Five Star Senior Living has long considered proper corporate governance to be important. Since we became a public company in 2002, a majority of our Board of Directors has been independent, and all of our Board’s Committees, including our Audit Committee, have been comprised solely of independent directors.
We have a five member Board of Directors, of which three are independent directors. The Board operates with three separate Committees: an Audit Committee, a Compensation Committee and a Nominating and Governance Committee. The Board has also adopted Governance Guidelines and Committee Charters for each of its Committees.

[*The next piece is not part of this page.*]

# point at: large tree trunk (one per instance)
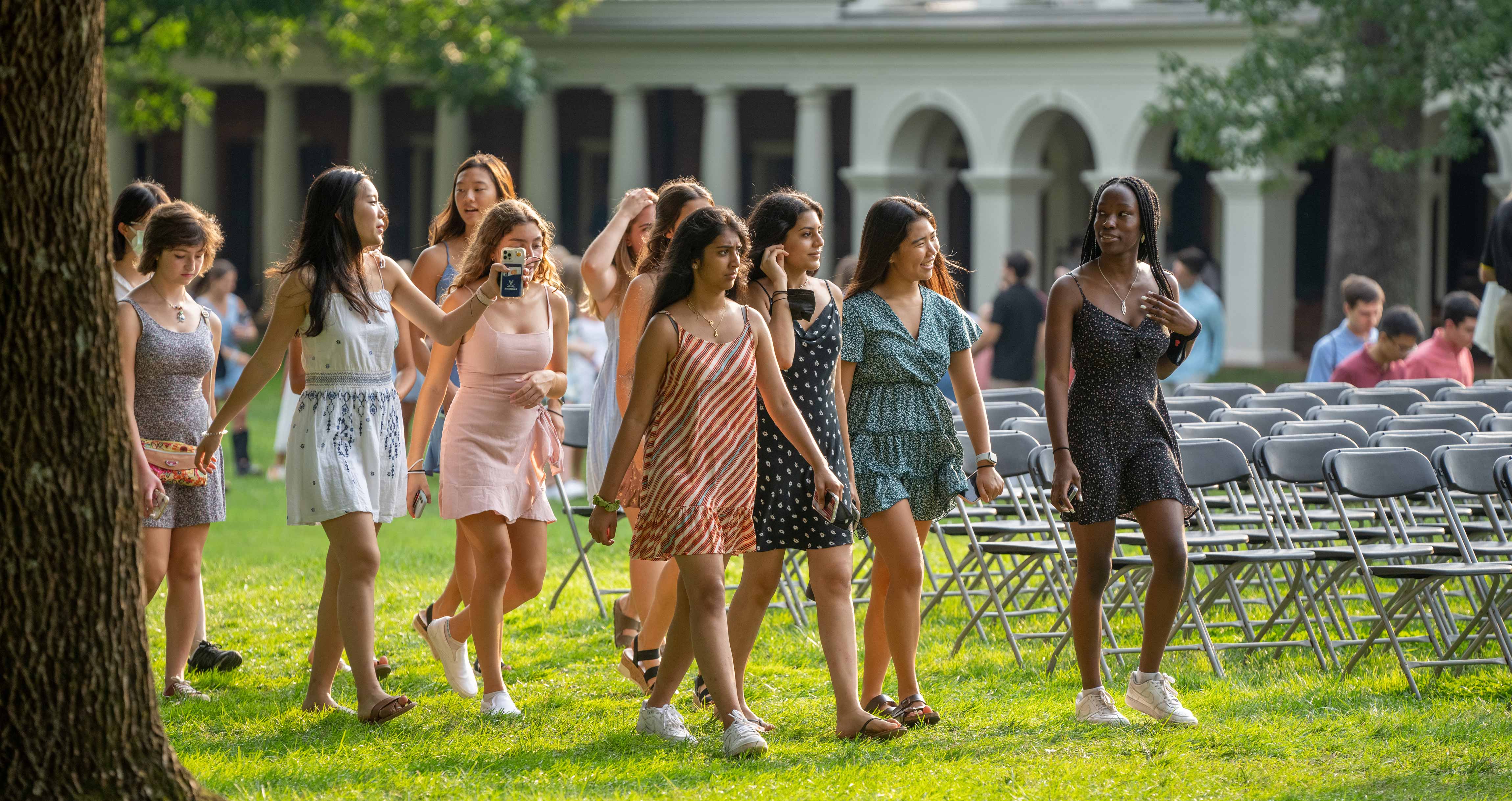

The Board’s Audit Committee currently has a qualified Audit Committee "financial expert" as defined by Securities and Exchange Commission rules. We also have a Director of Internal Audit who reports directly to the Board’s Audit Committee.

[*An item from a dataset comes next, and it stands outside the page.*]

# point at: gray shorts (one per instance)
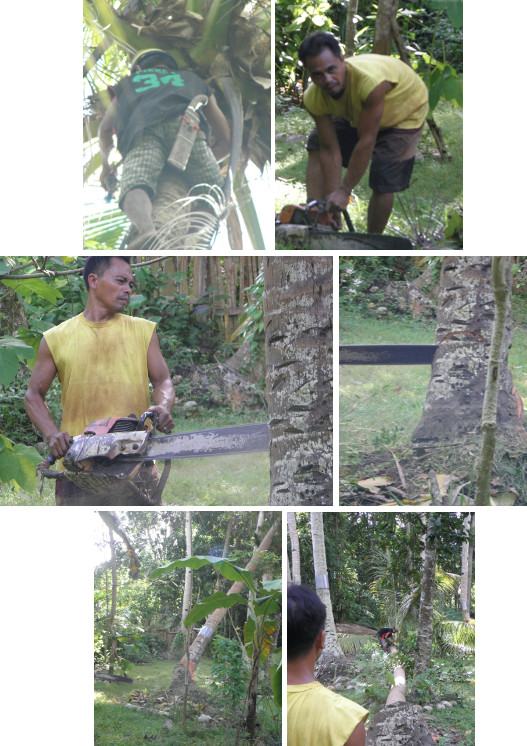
(393, 156)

All of the company's Directors, officers and personnel are subject to a Code of Business Conduct and Ethics. On December 14, 2015, Five Star Senior Living Inc.’s Code of Business Conduct and Ethics (the "Code") was amended to clarify policies regarding reporting of conflicts of interest and violations of the law and the Code. The Code was also revised to recognize that our management services provider is now controlled by a public company.
We also have a Governance and Compliance Online Reporting Form that allows users to report matters directly to Senior Management, the Corporate Compliance Officer, the Board of Directors or the Audit Committee.